Root Canal Done: Just the Start of My Dentist Experience

Today, I took off work so that I could get my root canal done. What a process. I guess various portions had calcified, making the whole process take forty-five minutes longer than it normally would have taken, and much more uncomfortable. Thankfully, during the procedure, I didn’t really feel any pain. It was only as they were finishing up that it became painful. Unfortunately, I still have a lot of work that needs to be done on my teeth. Next, I am going to get some fillings that I need, and then in a month or two, I am going to get an appointment set up to have my gums around my molar recessed a little so that the crown can be placed over the tooth and provide the maximum strength to the tooth so that it lasts me for years to come.

The whole process might not be done until around Christmas time, or early in the new year. As much as I don’t mind going to the dentist, these more complicated procedures are definitely not the cake walk that a filling has become.

Right now, I am sitting next to the computer, taking it easy, and being annoyed with how much pain I’m in. I went to the dentist to get my teeth dealt with because I was worried that my cavity would hit my root, and I’d be in a great deal of pain, and while I am sure the pain I’m experiencing now is less than I would have experienced had that happened, the irony of being in pain because I wanted to make sure I wouldn’t be in pain, isn’t lost on me.
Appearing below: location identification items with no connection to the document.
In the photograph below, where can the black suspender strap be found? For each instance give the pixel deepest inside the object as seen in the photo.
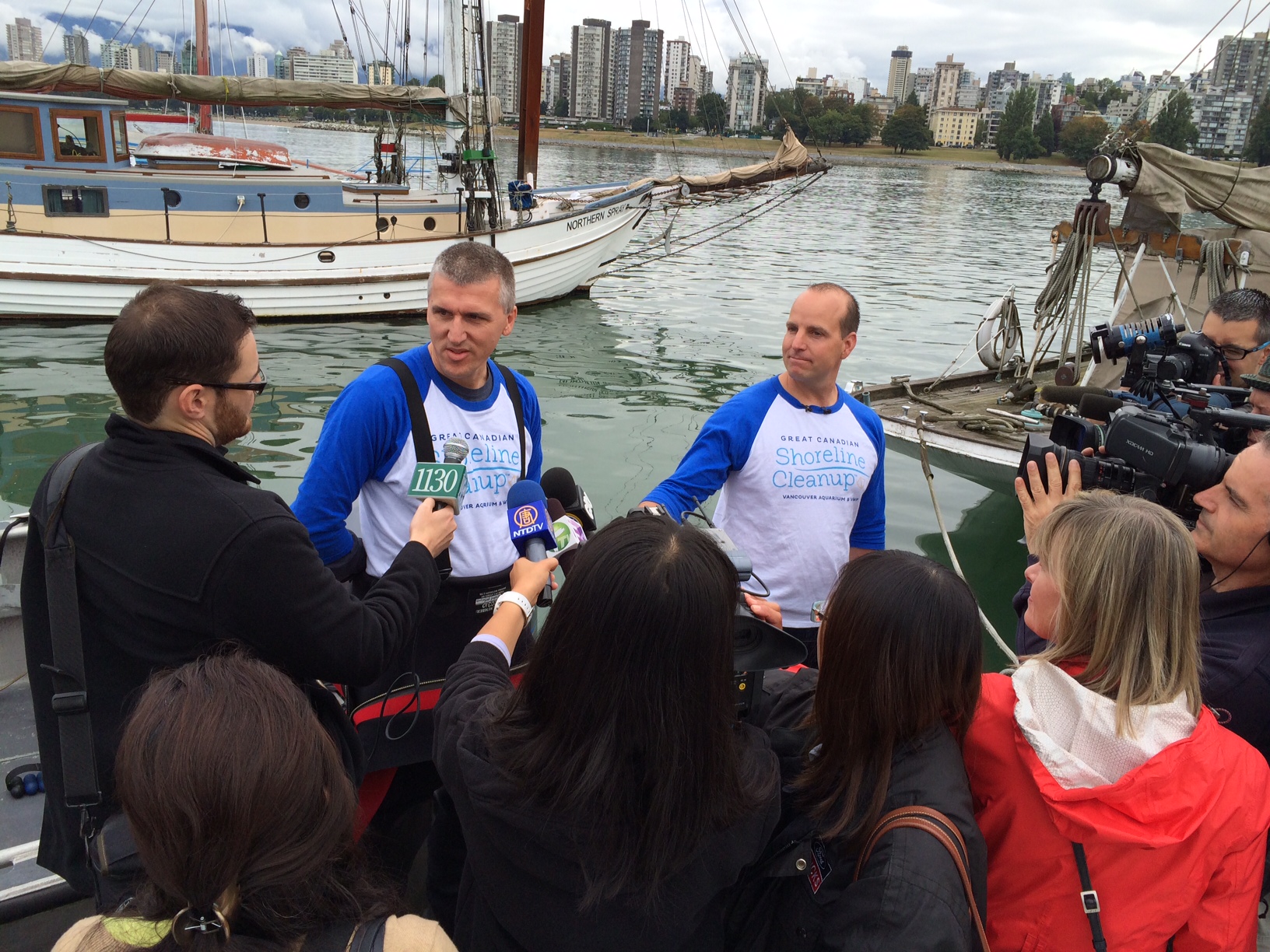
(514, 393)
(1090, 899)
(419, 429)
(70, 686)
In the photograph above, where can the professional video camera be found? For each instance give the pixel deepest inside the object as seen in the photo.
(1157, 353)
(757, 646)
(1161, 456)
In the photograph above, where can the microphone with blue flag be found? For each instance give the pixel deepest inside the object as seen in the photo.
(530, 524)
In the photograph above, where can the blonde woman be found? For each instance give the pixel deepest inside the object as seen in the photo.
(1117, 813)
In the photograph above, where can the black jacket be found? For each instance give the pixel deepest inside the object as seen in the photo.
(177, 554)
(910, 895)
(522, 881)
(1235, 656)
I sometimes wish that the technologies I heard about as long as a decade or two ago from my old Newington dentist were being used today. Injections that tell the body to grow another adult set of teeth, stem cell grown implantable teeth, pain free dentistry and more were all discussed in magazines like Popular Science, and still people are going every day to have procedures that are an affront to our senses and cause pain. The smells, sounds and tastes of dentistry are less than ideal and it is easy to see why so many people fear going.

Even today, I had a drills, files, a metal pick that had been heated with a torch, cold water and air, different solutions, salt water, and more all put into my mouth. Definitely not an ideal system for maintaining teeth. I initially should have been looking for the specialists claiming something like: We used ESN Products to source our dental mouth guard. That sounds trustworthy. My treatment almost seemed barbaric, reminding me more of surgery performed on people during the dark ages, rather than advanced medical technology.

At the end of the day, if my jaw heals quickly, the pain subsides, and the tooth lasts for a long time, who am I to complain?